B. Bujoli, J-M. Bouler, P. Janvier, I. Khairoun, V. Schnitzler (Nantes, France)
INTRODUCTION: Many groups in industry and academia worldwide are actively developing drug/medical device combination products for local drug therapies and infection prophylaxis. The use of such combined devices in orthopedics represents an emerging promising field, in particular for those based on calcium phosphates (CaP). In this context, calcium phosphate cements (CPCs) have been considered as carriers for local and controlled supply of various drugs, thus potentially providing a reliable means of producing efficient pharmacological effects only to specifically intended target sites. In particular, such an approach could be of interest in the case of osteoporosis.
METHODS: The optimized CPC formulation had the following composition for the solid phase: a-TCP (Ca3(PO4)2, 78 wt%), DCPD (CaHPO4.2H2O, 5 wt%), MCPM (Ca(H2PO4)2.H2O, 5 wt%), 0.67wt% alendronate-doped CDA (Ca10-x[ ]x(HPO4)y(PO4)6-y(OH)2-z[ ]z, 10 wt%) prepared as reported previously1, hydroxypropyl methyl cellulose [HPMC] (2 wt%). The liquid phase consists in a 5 wt% Na2HPO4 solution, with a liquid/powder ratio of 0.5 mL g-1.
RESULTS: Our purpose was to design an injectable CPC-based medical device capable of providing mechanical bone reinforcement and delivering bisphosphonate BP antiresorptive drugs, for the prevention of the osteoporotic fracture. Indeed, cement augmentation of the proximal femur by minimally invasive surgery (femoroplasty) may increase mechanical stability and reduce fracture risk as the primary effect, in addition to the ancillary action of the BP itself. Accordingly, we have examined whether BPs (e.g. Alendronate) can be incorporated in a CPC cement, without affecting the properties of the curing and cured cement (injectability, setting time, resorbability, strength). Various Alendronate-loading (up to 0.40 wt% with respect to the solid phase) were investigated, for which the BP was introduced under five different conditions: (i) dissolved in the liquid phase (ii) added to the ground solid phase (iii) or combined to one of the calcium phosphate components of the solid phase (i.e. a-TCP, CDA, DCPD).

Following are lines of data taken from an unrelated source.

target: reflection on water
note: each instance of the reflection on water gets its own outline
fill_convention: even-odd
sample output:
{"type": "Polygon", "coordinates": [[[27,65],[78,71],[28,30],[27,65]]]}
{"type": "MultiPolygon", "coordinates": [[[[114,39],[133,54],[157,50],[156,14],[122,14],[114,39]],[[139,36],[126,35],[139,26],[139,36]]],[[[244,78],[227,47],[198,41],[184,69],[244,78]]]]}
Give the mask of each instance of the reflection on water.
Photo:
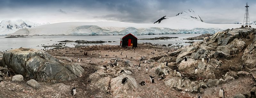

CONCLUSIONS: Not surprisingly, the Alendronate doping increases the setting time at 20_C regardless and independent of the method used for its incorporation, while this trend becomes more and more significant as the BP-loading increases. However, the retarding effect of the BP on the setting time was found to be limited when combined to CDA. Accordingly, an optimized CPC formulation2 (see experimental method) was thus obtained, showing a short cohesion time along with setting times appropriate for pre-clinical uses (initial setting time (37_C): 5-7 min.; final setting time (37_C): 15-18 min.). Cement augmentation of the proximal femur was performed with this BP-loaded CPC, using an osteoporosis animal model (ewe), and investigation of the in vivo properties of the implant is currently under progress.
REFERENCES: 1- Roussiere, H.; Montavon, G.; Samia, L. B.; Janvier, P.; Alonso, B.; Fayon, F.; Petit, M.; Massiot, D.; Bouler, J. M.; Bujoli, B. J. Mater. Chem. 2005, 15, 3869.
2- Bouler, J.-M.; Bujoli, B.; Janvier, P.; Khairoun, I.; Argenson, J.-N. Patent WO2008098959 (2008-08-21).
ACKNOWLEDGEMENTS: This work was supported by ANR “RNTS 2005” and the Graftys company.